Над степью ковыльной седыми кобылицами тучи ходят.
Под тучами, но над землею парит степной беркут,
похожий на вихрь.
То заденет он крылом ковыльные травы,
то опять взлетит под самые тучи.
И грозно клекочет от радости.
Другие птицы бури боятся.
Прячутся они от бури, пищат.
Толстый тарбаган уже не стоит возле норки,
в нее прячется.
Даже орел, и тот забрался в орлиное гнездо на высоких скалах.
Страшно ему в степи оставаться.
Змеи укрылись в глубокие овраги, потому что боятся они грома.
Шкуры свои они меняют от страха, думают,
что в новых шкурах народ их не узнает.
Но народ мудр. «Двурушники!» – говорит он про змей.
И змеи шипят в своем овраге, источая яд.
Ураган поднимает в степи тучу пыли. Срывает юрты и уносит.
Бараны сбиваются в кучу. Мычат коровы, блеют овцы. Собаки лают.
Бедные чабаны на своих кривоногих лошадках
объезжают перепуганных животных, успокаивают.
Пока они здесь, чабаны, с отарой ничего не случится.
И только гордый беркут летает, где хочет.
Едет по степи одинокий всадник.
Не страшна ему буря и даже приятна.
Воздух свеж при грозе. От молний польза природе.
Молнии – это электричество.
Все попрятались от грозы и бури, а он едет.
Прекрасные усы у всадника.
Сталин – имя ему, бесстрашному.
И гордый беркут видит, что не самый смелый он в степи.
Камнем падает он с неба и лишь над самой землей раскрывает крылья.
Послушной птицей садится на плечо всаднику.
Ловчим соколом будет он отныне.
А буря становится все страшнее и страшнее:
Клянусь, мне удавалось прочесть это, не дрогнув лицом.

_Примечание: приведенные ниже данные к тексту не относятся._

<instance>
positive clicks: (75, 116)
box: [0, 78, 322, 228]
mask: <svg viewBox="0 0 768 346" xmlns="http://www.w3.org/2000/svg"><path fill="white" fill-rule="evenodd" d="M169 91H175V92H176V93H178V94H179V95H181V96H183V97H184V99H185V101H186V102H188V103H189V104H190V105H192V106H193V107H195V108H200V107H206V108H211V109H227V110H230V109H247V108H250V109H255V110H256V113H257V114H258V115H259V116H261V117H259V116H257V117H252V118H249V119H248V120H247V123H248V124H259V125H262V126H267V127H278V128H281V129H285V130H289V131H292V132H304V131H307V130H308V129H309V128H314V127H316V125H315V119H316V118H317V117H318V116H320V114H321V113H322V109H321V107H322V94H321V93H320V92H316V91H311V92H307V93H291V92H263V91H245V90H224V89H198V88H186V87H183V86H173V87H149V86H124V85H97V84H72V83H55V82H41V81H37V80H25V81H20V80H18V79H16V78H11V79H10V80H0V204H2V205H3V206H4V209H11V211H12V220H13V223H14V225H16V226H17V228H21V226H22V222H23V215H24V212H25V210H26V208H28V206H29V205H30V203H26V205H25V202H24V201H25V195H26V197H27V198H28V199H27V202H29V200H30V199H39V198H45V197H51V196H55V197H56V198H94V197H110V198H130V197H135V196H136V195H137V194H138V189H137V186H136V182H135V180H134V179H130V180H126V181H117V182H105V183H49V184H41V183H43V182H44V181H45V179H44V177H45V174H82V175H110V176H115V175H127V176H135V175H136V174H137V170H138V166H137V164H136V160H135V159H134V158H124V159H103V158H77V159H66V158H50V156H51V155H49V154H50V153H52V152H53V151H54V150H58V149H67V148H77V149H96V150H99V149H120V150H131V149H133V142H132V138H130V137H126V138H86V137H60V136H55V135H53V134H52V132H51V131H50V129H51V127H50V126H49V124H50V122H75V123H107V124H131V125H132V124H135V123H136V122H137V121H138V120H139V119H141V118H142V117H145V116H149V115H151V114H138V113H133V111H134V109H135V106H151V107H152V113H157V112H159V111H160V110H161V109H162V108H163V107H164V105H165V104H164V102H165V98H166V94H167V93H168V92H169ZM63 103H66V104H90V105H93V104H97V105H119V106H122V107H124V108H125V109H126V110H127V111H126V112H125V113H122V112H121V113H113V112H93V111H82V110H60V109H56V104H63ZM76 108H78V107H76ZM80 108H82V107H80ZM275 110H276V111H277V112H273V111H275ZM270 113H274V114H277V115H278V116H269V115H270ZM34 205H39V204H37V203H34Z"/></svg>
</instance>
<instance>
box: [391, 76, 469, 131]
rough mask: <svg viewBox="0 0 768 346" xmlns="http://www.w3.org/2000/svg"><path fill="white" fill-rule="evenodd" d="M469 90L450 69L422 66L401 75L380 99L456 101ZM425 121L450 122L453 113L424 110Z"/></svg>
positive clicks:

В зале после первого дня было уже весьма и весьма скучно. То есть не так: было интересно для абсурдиста, для создателя физиологических очерков, но не для поэта и не для диперана Ордена. Господа красные маги почему-то активности не проявляли, хотя и должны были проявлять; похоже было на то, что в верхах опять что-то назревало, и специалистов этого профиля перебросили на другой участок фронта… Впрочем, еще ничто не кончилось.

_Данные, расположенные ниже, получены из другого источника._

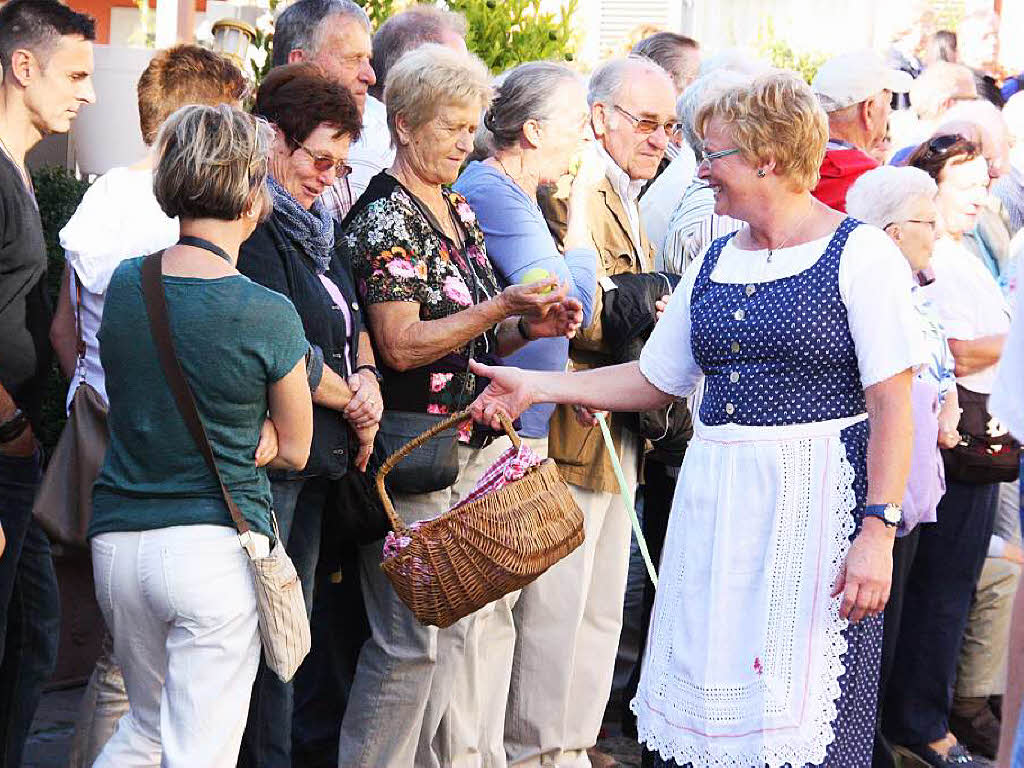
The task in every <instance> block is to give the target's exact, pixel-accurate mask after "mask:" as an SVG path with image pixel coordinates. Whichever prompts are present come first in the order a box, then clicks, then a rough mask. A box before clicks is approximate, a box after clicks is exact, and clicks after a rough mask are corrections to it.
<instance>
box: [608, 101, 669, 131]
mask: <svg viewBox="0 0 1024 768" xmlns="http://www.w3.org/2000/svg"><path fill="white" fill-rule="evenodd" d="M614 108H615V109H616V110H617V111H618V112H621V113H622V114H623V115H625V116H626V117H627V118H629V119H630V121H631V122H632V123H633V129H634V130H635V131H636V132H637V133H642V134H644V135H647V134H650V133H653V132H654V131H656V130H657V129H658V128H663V129H664V130H665V135H666V136H669V138H672V137H674V136H678V135H679V134H680V133H681V132H682V130H683V124H682V123H679V122H677V121H675V120H670V121H669V122H668V123H658V122H657V121H656V120H647V119H646V118H638V117H637V116H636V115H633V114H631V113H629V112H627V111H626V110H624V109H623V108H622V106H620V105H618V104H614Z"/></svg>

Между тем кулуарная жизнь становилась все более насыщенной. Пролетарский поэт А. бросился с кулаками на критика Б., обвиняя того в гибели Маяковского.
Создалось, просуществоало два дня и исчезло новое литературное направление: «групповой реализм»; согласно манифесту групповиков, никакой литератор не имел права творить в одиночку вовсе, а только и исключительно ячейками не менее трех членов. Каждый день возникал слух, что то ли приехал, то ли вот-вот приедет товарищ Сталин: находились знатоки, которые украдкой показывали на портрет Шекспира, в глазах которого якобы имелись отверстия для других глаз…

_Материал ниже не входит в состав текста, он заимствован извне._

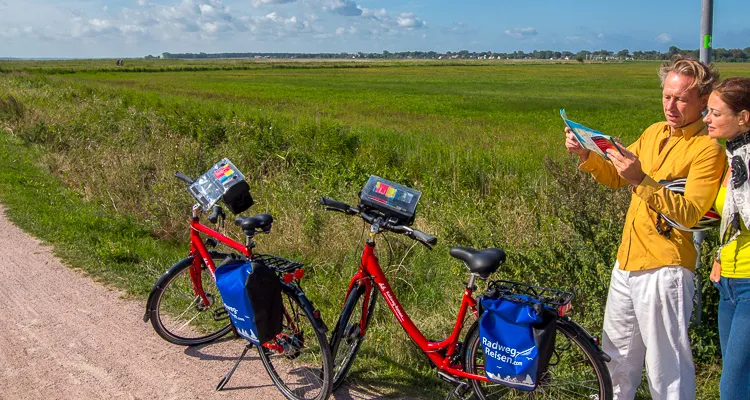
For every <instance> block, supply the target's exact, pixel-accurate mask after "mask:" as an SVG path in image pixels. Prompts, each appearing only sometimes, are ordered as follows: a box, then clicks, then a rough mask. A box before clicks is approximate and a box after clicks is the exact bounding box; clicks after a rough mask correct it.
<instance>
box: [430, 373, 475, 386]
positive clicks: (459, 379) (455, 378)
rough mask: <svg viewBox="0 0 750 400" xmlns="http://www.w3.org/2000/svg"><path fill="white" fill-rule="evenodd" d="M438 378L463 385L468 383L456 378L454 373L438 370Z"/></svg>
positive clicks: (453, 382) (442, 379)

Я все ждал, что кто-нибудь в докладах помянет всуе мое имя, хотя бы в качестве примера омерзительного эгоцентриста, докатившегося в своем эгоцентризме до прямой борьбы с советской властью, но – так и не дождался. Видимо, условия, поставленные в свое время товарищем Аграновым, соблюдать приходилось не мне одному…
Исключение поэта Гумилева из пространства поэзии производилось грубо, энергично, нагло. И, что характерно – уже почти закончилось. Полным успехом.
Воистину: нет таких крепостей…
От скуки и по причине омоложения я стал потихоньку безобразничать. Прав был царь Ашока… Подойдя как-то к Андре Мальро, спорящему с Жан-Ришаром Блоком и Володей Познером, я встал столбом и, вслушиваясь в чуждый белокыргызскому уху язык Гюго и Готье, стал кивать в нужных местах, не понимая, впрочем, когда спорящие ко мне обращались. Познер вдруг изменился в лице, как давеча Ольга Дмитриевна; возможно, мой национальный головной убор напомнил ему до боли знакомый малахай Гумилева…
Потом меня познакомили с молодым детским писателем, невысоким, улыбчивым и круглолицым, который пытался объясняться со мной по-хакасски.